Chambre Prud'homale, 28 novembre 2024 — 22/00554
Texte intégral
COUR D'APPEL
d'[Localité 5]
Chambre Sociale
ARRÊT N°
Numéro d'inscription au répertoire général : N° RG 22/00554 - N° Portalis DBVP-V-B7G-FCFN.
Jugement Au fond, origine Conseil de Prud'hommes - Formation paritaire du MANS, décision attaquée en date du 16 Septembre 2022, enregistrée sous le n° 21/00053
ARRÊT DU 28 Novembre 2024
APPELANTE :
Madame [K] [R]
[Adresse 1]
[Localité 3]
représentée par Me Marie-caroline MARTINEAU de la SELARL SELARL MARIE-CAROLINE MARTINEAU & MAGALIE MINAUD, avocat au barreau du MANS - N° du dossier 2020401
INTIMEE :
Etablissement OPH DE LA COMMUNAUTE URBAINE [Localité 6] EXERCANT SOUS LE NOM COMMERCIAL [Localité 8] METROPOLE HABITAT Etablissement Public à caractère Industriel et Commercial, prise en la personne de ses représentants légaux, domiciliés en cette qualité audit siège.
[Adresse 2]
[Localité 4]
représenté par Me Inès RUBINEL de la SELARL LX RENNES-ANGERS, avocat au barreau d'ANGERS - N° du dossier 225545
COMPOSITION DE LA COUR :
En application des dispositions de l'article 945-1 du code de procédure civile, l'affaire a été débattue le 03 Septembre 2024 à 9 H 00, en audience publique, les parties ne s'y étant pas opposées, devant Madame TRIQUIGNEAUX-MAUGARS, conseiller chargé d'instruire l'affaire.

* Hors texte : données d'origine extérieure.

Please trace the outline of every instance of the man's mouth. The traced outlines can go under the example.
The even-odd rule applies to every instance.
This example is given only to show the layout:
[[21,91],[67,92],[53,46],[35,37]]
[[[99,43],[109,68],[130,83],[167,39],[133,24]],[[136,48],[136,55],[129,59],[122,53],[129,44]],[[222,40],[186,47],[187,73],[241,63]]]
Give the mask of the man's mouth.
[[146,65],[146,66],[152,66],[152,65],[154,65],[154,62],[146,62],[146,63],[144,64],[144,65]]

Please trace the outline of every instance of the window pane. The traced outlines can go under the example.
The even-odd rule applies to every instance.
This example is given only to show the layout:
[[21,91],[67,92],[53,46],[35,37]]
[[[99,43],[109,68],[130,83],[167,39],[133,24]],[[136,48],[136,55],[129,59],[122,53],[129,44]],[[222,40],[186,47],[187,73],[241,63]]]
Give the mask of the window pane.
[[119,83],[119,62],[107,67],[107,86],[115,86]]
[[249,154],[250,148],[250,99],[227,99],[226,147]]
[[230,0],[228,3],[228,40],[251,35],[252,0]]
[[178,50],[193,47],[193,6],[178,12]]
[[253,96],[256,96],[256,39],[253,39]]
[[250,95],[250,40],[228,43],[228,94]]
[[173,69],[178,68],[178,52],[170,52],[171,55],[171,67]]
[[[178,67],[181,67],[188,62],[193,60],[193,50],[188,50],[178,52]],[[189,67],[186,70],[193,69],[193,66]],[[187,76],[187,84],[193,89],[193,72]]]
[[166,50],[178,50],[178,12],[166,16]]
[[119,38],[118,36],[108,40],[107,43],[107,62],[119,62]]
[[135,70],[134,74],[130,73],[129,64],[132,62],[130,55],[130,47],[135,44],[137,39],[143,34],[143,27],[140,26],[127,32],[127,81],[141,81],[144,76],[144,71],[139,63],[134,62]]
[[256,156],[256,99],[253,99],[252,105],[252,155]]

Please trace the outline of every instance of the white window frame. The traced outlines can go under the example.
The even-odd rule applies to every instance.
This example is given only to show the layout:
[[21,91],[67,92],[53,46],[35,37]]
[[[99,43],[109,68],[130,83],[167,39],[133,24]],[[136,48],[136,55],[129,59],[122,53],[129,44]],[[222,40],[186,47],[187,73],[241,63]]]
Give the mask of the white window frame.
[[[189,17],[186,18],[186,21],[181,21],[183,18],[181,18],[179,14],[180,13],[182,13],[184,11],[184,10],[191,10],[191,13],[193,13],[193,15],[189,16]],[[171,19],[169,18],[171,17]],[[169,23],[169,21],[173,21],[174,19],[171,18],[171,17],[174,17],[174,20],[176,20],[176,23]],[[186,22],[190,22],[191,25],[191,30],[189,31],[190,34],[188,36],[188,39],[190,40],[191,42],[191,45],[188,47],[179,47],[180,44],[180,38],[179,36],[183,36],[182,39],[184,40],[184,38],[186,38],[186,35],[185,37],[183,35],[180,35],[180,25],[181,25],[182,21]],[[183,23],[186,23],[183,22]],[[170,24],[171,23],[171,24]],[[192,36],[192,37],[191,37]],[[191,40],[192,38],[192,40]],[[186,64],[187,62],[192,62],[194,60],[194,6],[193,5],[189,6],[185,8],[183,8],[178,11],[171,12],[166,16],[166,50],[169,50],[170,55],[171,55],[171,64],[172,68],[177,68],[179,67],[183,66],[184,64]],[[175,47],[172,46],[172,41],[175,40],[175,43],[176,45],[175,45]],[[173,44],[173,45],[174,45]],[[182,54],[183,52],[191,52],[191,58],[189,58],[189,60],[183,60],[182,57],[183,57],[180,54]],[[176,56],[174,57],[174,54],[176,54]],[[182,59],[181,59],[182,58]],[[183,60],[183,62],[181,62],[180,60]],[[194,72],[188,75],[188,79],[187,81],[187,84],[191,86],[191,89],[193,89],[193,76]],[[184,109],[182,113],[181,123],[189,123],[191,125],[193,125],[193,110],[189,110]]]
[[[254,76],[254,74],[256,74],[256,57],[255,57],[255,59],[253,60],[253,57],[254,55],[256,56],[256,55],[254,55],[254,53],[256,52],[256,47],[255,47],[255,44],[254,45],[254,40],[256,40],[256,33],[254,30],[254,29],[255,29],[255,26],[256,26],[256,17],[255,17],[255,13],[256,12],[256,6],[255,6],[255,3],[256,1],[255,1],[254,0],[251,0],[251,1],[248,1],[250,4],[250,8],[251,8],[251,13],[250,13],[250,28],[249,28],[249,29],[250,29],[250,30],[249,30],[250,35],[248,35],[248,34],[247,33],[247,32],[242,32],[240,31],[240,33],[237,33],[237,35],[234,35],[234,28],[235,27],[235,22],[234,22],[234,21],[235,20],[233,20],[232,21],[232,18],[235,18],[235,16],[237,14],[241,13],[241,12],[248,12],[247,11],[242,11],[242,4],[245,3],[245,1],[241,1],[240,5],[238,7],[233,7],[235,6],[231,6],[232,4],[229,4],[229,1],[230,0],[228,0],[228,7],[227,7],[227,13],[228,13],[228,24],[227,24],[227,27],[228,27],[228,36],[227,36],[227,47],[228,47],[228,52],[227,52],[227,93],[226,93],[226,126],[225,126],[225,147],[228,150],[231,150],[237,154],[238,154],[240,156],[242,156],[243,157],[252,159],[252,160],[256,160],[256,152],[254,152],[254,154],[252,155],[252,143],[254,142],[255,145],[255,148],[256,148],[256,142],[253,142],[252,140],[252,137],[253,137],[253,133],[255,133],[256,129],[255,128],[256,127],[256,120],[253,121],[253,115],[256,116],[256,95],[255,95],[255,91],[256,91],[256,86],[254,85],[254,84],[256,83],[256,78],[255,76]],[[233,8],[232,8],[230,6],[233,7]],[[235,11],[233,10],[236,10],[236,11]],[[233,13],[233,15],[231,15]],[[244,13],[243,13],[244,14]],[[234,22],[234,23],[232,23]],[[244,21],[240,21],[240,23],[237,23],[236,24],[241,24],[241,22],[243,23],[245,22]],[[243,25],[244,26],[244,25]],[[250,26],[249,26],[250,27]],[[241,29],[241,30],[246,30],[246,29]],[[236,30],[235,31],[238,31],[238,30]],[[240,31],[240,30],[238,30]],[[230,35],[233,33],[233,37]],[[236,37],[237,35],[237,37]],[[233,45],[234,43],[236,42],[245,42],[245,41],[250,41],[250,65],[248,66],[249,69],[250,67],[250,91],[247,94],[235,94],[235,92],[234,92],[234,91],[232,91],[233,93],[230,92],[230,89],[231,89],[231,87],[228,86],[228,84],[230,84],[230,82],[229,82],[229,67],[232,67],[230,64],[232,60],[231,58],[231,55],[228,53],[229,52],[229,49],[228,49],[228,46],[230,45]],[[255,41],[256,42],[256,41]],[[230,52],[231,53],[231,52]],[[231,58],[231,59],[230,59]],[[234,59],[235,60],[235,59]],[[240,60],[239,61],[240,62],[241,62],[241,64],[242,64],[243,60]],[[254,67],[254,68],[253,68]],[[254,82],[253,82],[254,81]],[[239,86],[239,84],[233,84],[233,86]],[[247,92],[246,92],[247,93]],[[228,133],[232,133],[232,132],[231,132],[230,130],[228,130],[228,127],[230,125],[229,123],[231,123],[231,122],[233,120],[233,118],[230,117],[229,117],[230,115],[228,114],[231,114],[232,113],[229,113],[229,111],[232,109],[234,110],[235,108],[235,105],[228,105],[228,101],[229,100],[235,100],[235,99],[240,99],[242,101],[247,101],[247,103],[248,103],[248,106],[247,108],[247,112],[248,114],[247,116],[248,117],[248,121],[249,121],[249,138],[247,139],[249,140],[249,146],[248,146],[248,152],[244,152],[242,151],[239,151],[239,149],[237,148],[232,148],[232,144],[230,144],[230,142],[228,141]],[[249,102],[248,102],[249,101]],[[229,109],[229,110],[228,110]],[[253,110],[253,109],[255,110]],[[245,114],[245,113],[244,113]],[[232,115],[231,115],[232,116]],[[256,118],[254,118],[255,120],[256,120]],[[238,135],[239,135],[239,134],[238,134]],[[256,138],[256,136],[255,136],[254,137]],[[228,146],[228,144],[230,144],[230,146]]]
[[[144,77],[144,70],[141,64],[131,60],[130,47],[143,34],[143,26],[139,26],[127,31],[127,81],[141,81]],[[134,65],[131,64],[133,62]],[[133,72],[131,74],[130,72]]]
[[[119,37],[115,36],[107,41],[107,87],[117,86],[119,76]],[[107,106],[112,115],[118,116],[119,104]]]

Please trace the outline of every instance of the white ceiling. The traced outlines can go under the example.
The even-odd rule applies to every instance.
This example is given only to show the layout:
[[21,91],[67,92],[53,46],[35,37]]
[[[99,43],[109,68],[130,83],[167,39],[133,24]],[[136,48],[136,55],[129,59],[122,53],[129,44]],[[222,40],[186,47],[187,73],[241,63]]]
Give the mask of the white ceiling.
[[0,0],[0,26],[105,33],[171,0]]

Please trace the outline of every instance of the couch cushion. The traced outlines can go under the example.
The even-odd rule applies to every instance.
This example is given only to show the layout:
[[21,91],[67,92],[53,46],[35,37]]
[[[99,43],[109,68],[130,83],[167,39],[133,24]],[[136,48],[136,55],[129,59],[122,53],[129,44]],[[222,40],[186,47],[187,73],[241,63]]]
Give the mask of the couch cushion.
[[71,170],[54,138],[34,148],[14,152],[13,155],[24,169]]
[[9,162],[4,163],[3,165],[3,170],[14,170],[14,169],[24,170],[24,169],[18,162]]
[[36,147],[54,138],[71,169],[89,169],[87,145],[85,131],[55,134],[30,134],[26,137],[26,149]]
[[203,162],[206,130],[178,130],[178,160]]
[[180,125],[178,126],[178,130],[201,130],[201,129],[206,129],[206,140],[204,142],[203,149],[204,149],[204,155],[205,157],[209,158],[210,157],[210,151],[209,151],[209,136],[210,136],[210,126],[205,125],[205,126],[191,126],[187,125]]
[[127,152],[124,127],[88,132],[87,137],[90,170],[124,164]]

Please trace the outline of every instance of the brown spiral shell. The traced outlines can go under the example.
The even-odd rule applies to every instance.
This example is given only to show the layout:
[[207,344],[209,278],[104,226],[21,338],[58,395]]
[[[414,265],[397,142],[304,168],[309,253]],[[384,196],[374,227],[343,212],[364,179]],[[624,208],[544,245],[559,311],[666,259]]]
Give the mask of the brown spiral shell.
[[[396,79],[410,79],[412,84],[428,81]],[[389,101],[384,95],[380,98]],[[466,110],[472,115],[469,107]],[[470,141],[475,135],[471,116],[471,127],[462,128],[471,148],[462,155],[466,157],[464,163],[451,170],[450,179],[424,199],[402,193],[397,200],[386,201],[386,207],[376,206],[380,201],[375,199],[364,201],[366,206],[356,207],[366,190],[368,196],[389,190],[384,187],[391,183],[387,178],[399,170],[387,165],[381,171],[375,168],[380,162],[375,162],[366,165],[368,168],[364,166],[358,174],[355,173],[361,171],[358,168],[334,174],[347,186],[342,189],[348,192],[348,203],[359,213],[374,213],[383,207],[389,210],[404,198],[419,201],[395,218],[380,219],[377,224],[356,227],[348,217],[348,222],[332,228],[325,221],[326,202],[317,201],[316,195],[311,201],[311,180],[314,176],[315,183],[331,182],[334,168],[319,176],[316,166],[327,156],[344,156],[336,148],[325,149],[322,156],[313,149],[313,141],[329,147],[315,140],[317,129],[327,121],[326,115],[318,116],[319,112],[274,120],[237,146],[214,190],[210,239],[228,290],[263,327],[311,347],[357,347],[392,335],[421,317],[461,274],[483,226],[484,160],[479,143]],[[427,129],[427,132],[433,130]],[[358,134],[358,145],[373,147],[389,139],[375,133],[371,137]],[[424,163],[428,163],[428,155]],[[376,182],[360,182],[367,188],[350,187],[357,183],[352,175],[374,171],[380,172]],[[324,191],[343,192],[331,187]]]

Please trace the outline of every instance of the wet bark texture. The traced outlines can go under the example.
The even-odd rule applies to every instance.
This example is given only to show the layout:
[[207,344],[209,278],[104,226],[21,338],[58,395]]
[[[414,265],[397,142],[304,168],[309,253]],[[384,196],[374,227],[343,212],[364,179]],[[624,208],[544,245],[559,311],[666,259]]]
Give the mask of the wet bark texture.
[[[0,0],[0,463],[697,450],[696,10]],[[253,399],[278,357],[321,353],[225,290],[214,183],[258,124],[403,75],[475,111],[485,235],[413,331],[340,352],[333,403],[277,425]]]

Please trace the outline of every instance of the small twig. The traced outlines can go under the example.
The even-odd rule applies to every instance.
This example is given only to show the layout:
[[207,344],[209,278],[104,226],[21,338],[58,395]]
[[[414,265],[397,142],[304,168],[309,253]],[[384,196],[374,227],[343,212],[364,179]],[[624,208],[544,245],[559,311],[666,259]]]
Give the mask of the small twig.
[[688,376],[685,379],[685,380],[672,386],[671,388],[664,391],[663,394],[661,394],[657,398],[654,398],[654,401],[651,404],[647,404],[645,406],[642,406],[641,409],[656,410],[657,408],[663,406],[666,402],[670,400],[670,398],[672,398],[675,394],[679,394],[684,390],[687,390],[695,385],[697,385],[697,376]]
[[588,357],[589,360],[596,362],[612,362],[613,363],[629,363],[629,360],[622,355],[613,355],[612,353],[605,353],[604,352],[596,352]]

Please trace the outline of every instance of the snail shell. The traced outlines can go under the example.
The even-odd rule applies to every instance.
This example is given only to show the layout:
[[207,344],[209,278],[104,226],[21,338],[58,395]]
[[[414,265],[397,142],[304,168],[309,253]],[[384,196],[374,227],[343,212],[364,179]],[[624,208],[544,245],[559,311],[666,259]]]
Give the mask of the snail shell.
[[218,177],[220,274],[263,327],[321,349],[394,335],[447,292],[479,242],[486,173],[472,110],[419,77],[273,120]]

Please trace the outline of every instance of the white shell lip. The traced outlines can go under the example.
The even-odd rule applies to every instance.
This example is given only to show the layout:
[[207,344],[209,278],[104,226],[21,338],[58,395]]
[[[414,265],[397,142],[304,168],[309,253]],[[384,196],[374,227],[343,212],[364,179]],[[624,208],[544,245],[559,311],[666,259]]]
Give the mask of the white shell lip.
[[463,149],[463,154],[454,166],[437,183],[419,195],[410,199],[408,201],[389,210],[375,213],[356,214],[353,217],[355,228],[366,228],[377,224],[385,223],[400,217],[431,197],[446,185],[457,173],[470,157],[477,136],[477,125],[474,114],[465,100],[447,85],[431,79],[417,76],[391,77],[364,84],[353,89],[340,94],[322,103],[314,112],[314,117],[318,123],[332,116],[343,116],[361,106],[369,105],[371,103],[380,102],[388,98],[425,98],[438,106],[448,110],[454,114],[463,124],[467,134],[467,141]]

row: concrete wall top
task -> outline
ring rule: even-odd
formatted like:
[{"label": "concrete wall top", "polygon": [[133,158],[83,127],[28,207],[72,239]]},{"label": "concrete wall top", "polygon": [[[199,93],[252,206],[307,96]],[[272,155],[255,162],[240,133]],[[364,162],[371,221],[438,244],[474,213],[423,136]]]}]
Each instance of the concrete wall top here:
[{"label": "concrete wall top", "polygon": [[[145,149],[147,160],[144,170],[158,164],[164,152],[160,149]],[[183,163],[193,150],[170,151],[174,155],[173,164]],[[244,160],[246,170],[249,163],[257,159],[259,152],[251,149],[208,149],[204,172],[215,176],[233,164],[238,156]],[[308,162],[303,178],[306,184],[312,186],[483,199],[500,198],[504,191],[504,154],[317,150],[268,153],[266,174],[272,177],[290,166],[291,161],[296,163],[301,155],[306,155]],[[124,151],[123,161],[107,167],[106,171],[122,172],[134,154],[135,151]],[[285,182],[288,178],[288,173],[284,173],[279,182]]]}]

Ce magistrat a rendu compte des plaidoiries dans le délibéré de la cour, composée de :
Président : Madame Clarisse PORTMANN
Conseiller : Mme Claire TRIQUIGNEAUX-MAUGARS
Conseiller : Madame Rose CHAMBEAUD
Greffier lors des débats : Madame Viviane BODIN
ARRÊT :
prononcé le 28 Novembre 2024, contradictoire et mis à disposition au greffe de la cour, les parties en ayant été préalablement avisées dans les conditions prévues au deuxième alinéa de l'article 450 du code de procédure civile.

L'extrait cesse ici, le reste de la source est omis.